Temperatures in the Middle East state can reach 50C in the summer, and Fifa general secretary Jerome Valcke admitted in March that the tournament might be moved.
Fifa president Sepp Blatter said in May it was "not rational" to play in such heat.
But shortly before stepping down as FA chairman, Bernstein said there should be no change.
"The bid was for the World Cup to be played in June and July, and for it then to be moved to the winter would be fundamentally flawed," he said.
"If people want it in the winter, they should bid for it on that basis."
Dyke, though, believes a move is inevitable, and suspects there is likely to be legal action as a result.
The 66-year-old, who has visited Qatar in June, added: "Fifa have therefore got two choices. They can move it either time-wise or to another location. I suspect either will end up in some sort of litigation. But then someone should have worked that out in 2010 when it was awarded.

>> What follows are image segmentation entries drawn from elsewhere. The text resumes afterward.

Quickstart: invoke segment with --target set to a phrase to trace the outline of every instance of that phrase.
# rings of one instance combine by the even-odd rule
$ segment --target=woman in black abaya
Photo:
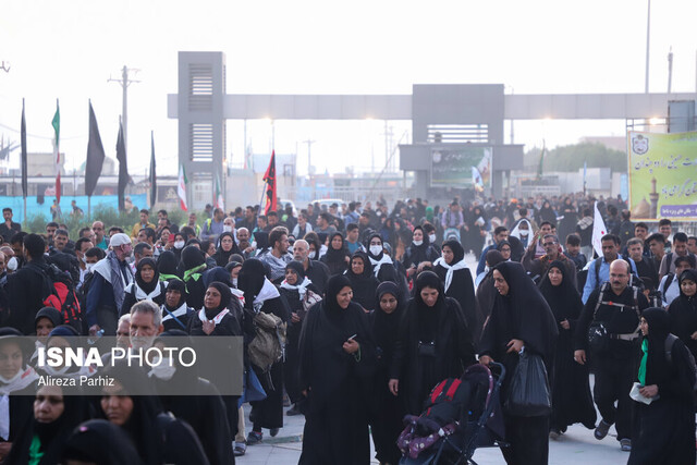
[[[367,315],[351,302],[351,282],[329,279],[301,333],[299,384],[307,395],[301,465],[370,463],[368,397],[375,346]]]
[[[457,301],[445,296],[432,271],[416,279],[390,367],[390,391],[406,413],[419,415],[430,390],[445,378],[460,378],[475,363],[472,332]]]
[[[237,287],[244,292],[245,332],[254,333],[254,330],[249,331],[249,326],[259,311],[273,314],[284,322],[290,320],[288,303],[276,285],[266,278],[264,262],[256,258],[245,260],[237,278]],[[247,445],[262,440],[261,428],[268,428],[273,437],[283,427],[283,362],[273,364],[268,374],[254,365],[253,368],[267,397],[250,402],[249,419],[254,427],[247,437]]]
[[[380,463],[398,464],[402,454],[396,446],[396,438],[404,427],[402,424],[404,408],[399,397],[390,392],[388,382],[394,343],[398,339],[400,321],[404,316],[406,303],[400,298],[398,285],[386,281],[378,286],[374,305],[372,335],[378,364],[375,374],[370,431],[372,432],[376,458]]]
[[[412,245],[406,247],[402,257],[402,265],[404,265],[408,280],[416,279],[416,276],[425,269],[432,269],[433,261],[440,256],[431,246],[428,235],[424,233],[424,228],[414,228],[412,234]]]
[[[540,282],[540,292],[554,314],[559,330],[552,370],[554,376],[550,378],[553,402],[549,428],[549,437],[557,439],[566,432],[567,426],[575,423],[594,429],[596,407],[590,395],[588,366],[574,362],[573,334],[583,303],[562,261],[550,264]]]
[[[460,304],[473,340],[479,340],[484,319],[475,302],[475,285],[465,261],[465,249],[457,241],[443,244],[443,256],[433,262],[433,271],[443,281],[445,295]]]
[[[697,357],[697,270],[688,269],[678,278],[680,296],[671,302],[668,314],[671,316],[671,332]]]
[[[353,289],[353,302],[360,305],[365,310],[375,309],[375,291],[380,281],[372,276],[372,267],[368,254],[356,250],[351,256],[351,267],[344,273],[351,281]]]
[[[329,237],[329,246],[327,253],[322,255],[319,261],[329,267],[330,274],[341,274],[346,271],[348,267],[348,249],[346,248],[346,242],[344,235],[340,232],[333,233]]]
[[[559,335],[554,315],[523,266],[503,261],[493,268],[499,294],[479,341],[479,363],[499,362],[506,377],[501,388],[501,403],[509,396],[511,378],[518,364],[518,353],[539,355],[551,374],[554,344]],[[550,376],[551,378],[551,376]],[[547,464],[549,456],[549,416],[521,417],[503,412],[505,441],[501,448],[509,465]]]
[[[308,291],[310,294],[308,295]],[[320,299],[321,293],[313,284],[309,278],[305,276],[305,268],[299,261],[291,261],[285,266],[285,279],[279,287],[279,292],[288,302],[291,311],[291,320],[286,330],[285,344],[285,362],[283,363],[283,380],[285,381],[285,392],[293,404],[286,415],[299,414],[299,407],[296,405],[302,400],[301,389],[297,383],[297,364],[298,353],[297,344],[301,338],[301,329],[303,321],[307,315],[305,303],[309,299]],[[314,295],[313,295],[314,294]],[[314,301],[313,301],[314,302]]]
[[[230,261],[232,254],[240,254],[240,247],[235,243],[235,237],[231,232],[224,232],[218,236],[218,248],[212,255],[216,265],[224,267]]]
[[[694,363],[685,344],[672,343],[668,360],[665,339],[670,315],[662,308],[641,313],[643,358],[637,381],[639,393],[655,397],[646,405],[635,402],[632,453],[628,465],[694,464],[695,414],[693,406]]]

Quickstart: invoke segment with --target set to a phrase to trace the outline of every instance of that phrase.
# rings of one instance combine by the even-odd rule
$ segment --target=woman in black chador
[[[457,301],[445,296],[432,271],[416,279],[414,297],[400,326],[390,367],[390,391],[406,413],[419,415],[430,390],[445,378],[460,378],[475,363],[472,332]]]
[[[444,283],[445,295],[457,301],[474,341],[478,341],[484,318],[476,305],[475,284],[465,261],[465,249],[457,241],[448,241],[443,244],[443,256],[433,265],[433,271]]]
[[[378,286],[374,305],[372,335],[378,365],[375,374],[374,414],[370,419],[370,431],[372,432],[376,458],[380,463],[398,464],[402,454],[396,446],[396,438],[404,428],[402,424],[404,408],[400,400],[390,392],[388,382],[394,343],[406,302],[400,298],[398,285],[386,281]]]
[[[351,282],[329,279],[309,309],[299,342],[299,386],[307,395],[302,465],[370,463],[368,397],[375,345],[368,316],[351,302]]]
[[[364,310],[371,311],[375,308],[375,291],[380,281],[372,274],[372,267],[368,254],[356,250],[351,256],[351,266],[344,273],[351,281],[353,289],[353,302],[360,305]]]
[[[343,233],[335,232],[329,238],[327,253],[319,260],[329,267],[330,274],[342,274],[348,267],[350,255]]]
[[[671,316],[671,332],[697,357],[697,270],[685,270],[678,277],[680,295],[671,302],[668,315]]]
[[[559,331],[554,315],[523,266],[503,261],[492,272],[496,296],[489,321],[479,341],[479,363],[499,362],[505,366],[506,377],[501,388],[501,403],[509,396],[511,378],[518,364],[518,354],[539,355],[549,377],[554,363],[554,344]],[[501,448],[509,465],[547,464],[549,456],[549,416],[522,417],[503,412],[505,441]]]
[[[695,464],[694,360],[683,341],[667,341],[670,320],[662,308],[641,313],[643,357],[636,381],[639,393],[652,402],[634,403],[628,465]]]
[[[553,402],[549,427],[549,437],[557,439],[575,423],[594,429],[596,407],[588,384],[588,366],[574,362],[573,334],[584,305],[562,261],[551,262],[540,282],[540,292],[554,314],[559,330],[552,370],[554,377],[550,379]]]

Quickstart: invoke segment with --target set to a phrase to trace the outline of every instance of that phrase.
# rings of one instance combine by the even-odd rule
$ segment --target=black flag
[[[150,208],[157,201],[157,173],[155,171],[155,136],[150,131]]]
[[[24,119],[24,99],[22,99],[22,126],[20,129],[20,140],[22,143],[22,197],[27,194],[27,155],[26,155],[26,120]]]
[[[85,195],[91,197],[97,187],[97,180],[101,175],[101,166],[105,162],[105,147],[101,145],[97,117],[89,101],[89,142],[87,143],[87,163],[85,166]]]
[[[129,166],[126,163],[126,144],[123,139],[123,123],[119,122],[119,136],[117,137],[117,160],[119,160],[119,211],[125,209],[123,194],[129,184]]]

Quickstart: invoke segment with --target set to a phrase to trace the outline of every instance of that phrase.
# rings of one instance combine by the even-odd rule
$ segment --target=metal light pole
[[[648,11],[646,13],[646,85],[644,93],[649,93],[649,44],[651,36],[651,0],[648,0]]]

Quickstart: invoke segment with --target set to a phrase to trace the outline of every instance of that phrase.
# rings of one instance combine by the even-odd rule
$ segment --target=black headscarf
[[[105,374],[119,381],[125,391],[123,395],[127,395],[133,402],[131,417],[121,428],[129,432],[146,463],[159,463],[163,441],[152,437],[152,431],[159,430],[157,415],[162,407],[154,395],[151,380],[140,367],[130,367],[120,362],[110,366]],[[99,412],[101,417],[106,418],[106,413],[101,408]]]
[[[204,272],[204,285],[208,287],[211,282],[218,281],[232,287],[232,281],[230,278],[230,271],[223,267],[215,267]]]
[[[179,298],[179,302],[176,303],[176,306],[173,307],[173,308],[170,308],[170,310],[178,309],[184,302],[186,302],[186,297],[188,296],[188,294],[186,293],[186,284],[184,284],[184,281],[182,281],[180,279],[172,279],[167,284],[167,290],[168,291],[179,291],[180,294],[181,294],[181,297]],[[164,305],[167,305],[167,303]]]
[[[370,252],[370,243],[375,237],[378,237],[380,240],[380,245],[382,245],[382,247],[384,248],[384,241],[382,241],[382,236],[378,233],[370,234],[370,237],[368,237],[368,244],[366,245],[366,248],[368,249],[368,257],[379,261],[380,259],[382,259],[382,256],[384,255],[384,250],[381,248],[380,255],[372,255],[372,253]]]
[[[206,318],[213,319],[216,315],[228,308],[230,305],[230,299],[232,298],[232,292],[230,291],[230,286],[223,284],[219,281],[213,281],[208,284],[207,289],[215,287],[220,293],[220,304],[216,308],[206,308],[204,301],[204,308],[206,310]]]
[[[353,260],[356,258],[363,261],[363,273],[360,274],[355,274],[351,267],[351,264],[353,264]],[[374,307],[375,291],[380,282],[375,276],[372,276],[372,265],[370,265],[368,254],[363,250],[354,252],[351,256],[351,262],[344,276],[348,278],[348,281],[351,281],[353,301],[360,304],[368,310],[376,308]]]
[[[237,289],[244,292],[244,306],[252,308],[254,299],[259,295],[264,282],[266,281],[266,268],[264,264],[250,258],[242,264],[242,269],[237,276]]]
[[[552,285],[549,280],[549,271],[552,268],[557,268],[562,273],[562,282],[559,285]],[[578,291],[576,291],[568,277],[568,271],[563,261],[554,260],[549,265],[540,281],[540,292],[549,304],[557,321],[578,318],[577,313],[579,309],[574,307],[574,304],[578,301]]]
[[[380,308],[380,299],[386,294],[392,294],[396,298],[396,308],[391,314],[386,314]],[[375,342],[383,351],[391,351],[394,347],[394,341],[399,335],[399,327],[404,315],[405,302],[401,298],[400,287],[392,281],[386,281],[378,285],[375,293],[375,321],[372,323],[372,335]],[[391,354],[390,354],[391,355]]]
[[[303,264],[301,261],[293,260],[285,266],[285,269],[293,270],[295,271],[295,274],[297,274],[297,282],[295,283],[295,285],[301,285],[303,283],[303,281],[305,280],[305,267],[303,267]]]
[[[232,247],[228,252],[222,249],[223,237],[230,237],[232,240]],[[213,259],[216,260],[216,264],[219,267],[224,267],[225,265],[228,265],[228,261],[230,260],[231,255],[240,253],[240,248],[237,247],[237,243],[235,243],[235,237],[231,232],[224,232],[220,234],[218,236],[218,244],[219,244],[218,248],[213,254]]]
[[[198,247],[187,245],[182,250],[182,264],[184,265],[184,271],[188,271],[206,264],[206,256]]]
[[[179,259],[172,250],[162,250],[157,257],[157,270],[160,273],[160,280],[168,281],[173,277],[181,278],[176,271]]]
[[[339,302],[337,302],[337,296],[344,287],[351,287],[351,281],[343,274],[337,274],[329,278],[327,281],[327,289],[325,291],[325,311],[331,318],[333,316],[338,316],[343,311],[343,308],[339,306]]]
[[[146,265],[148,265],[150,268],[152,268],[152,271],[155,271],[155,274],[152,276],[152,280],[150,282],[145,282],[143,280],[143,277],[140,276],[143,267],[145,267]],[[135,267],[135,282],[138,283],[138,287],[140,287],[146,294],[151,293],[152,291],[155,291],[155,287],[160,285],[160,272],[157,269],[157,261],[155,261],[155,258],[140,258],[138,265]]]
[[[426,305],[421,298],[424,287],[431,287],[438,291],[438,301],[432,307]],[[438,332],[438,321],[440,314],[445,307],[445,290],[443,282],[433,271],[423,271],[416,278],[414,285],[414,298],[409,304],[407,313],[415,311],[418,319],[417,334],[420,341],[435,341]]]
[[[63,460],[99,465],[143,463],[129,435],[106,419],[90,419],[76,427],[65,444]]]
[[[341,237],[341,248],[334,249],[332,242],[334,237]],[[346,269],[346,257],[348,256],[348,249],[346,248],[346,241],[344,235],[337,231],[329,238],[329,246],[327,253],[322,257],[322,261],[329,267],[329,271],[332,274],[343,272]]]
[[[509,248],[511,249],[511,252],[513,252],[513,246],[511,246],[511,243],[509,241],[501,241],[497,244],[497,250],[501,252],[501,248],[503,248],[504,245],[508,245]]]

"I understand the reaction of the Premier League in not wanting to move it, and I have some sympathy with them.
"We didn't have to choose to give it to Qatar in the summer. But that's where it is, and I think it will either have to be moved out of the summer or moved to another location.
"I suspect that the former is more likely than the latter."
FA general secretary Alex Horne said any change to the international calendar would trigger complications for clubs, national associations, leagues and competitions around the world.
"It's a big jigsaw that'll have to be put together and it'll take months. The last time we did this it took 18 months to agree a calendar which is the one we're looking for 2014-18, so it won't be quick to fix it if the decision is that we think it should be other than in July," he said.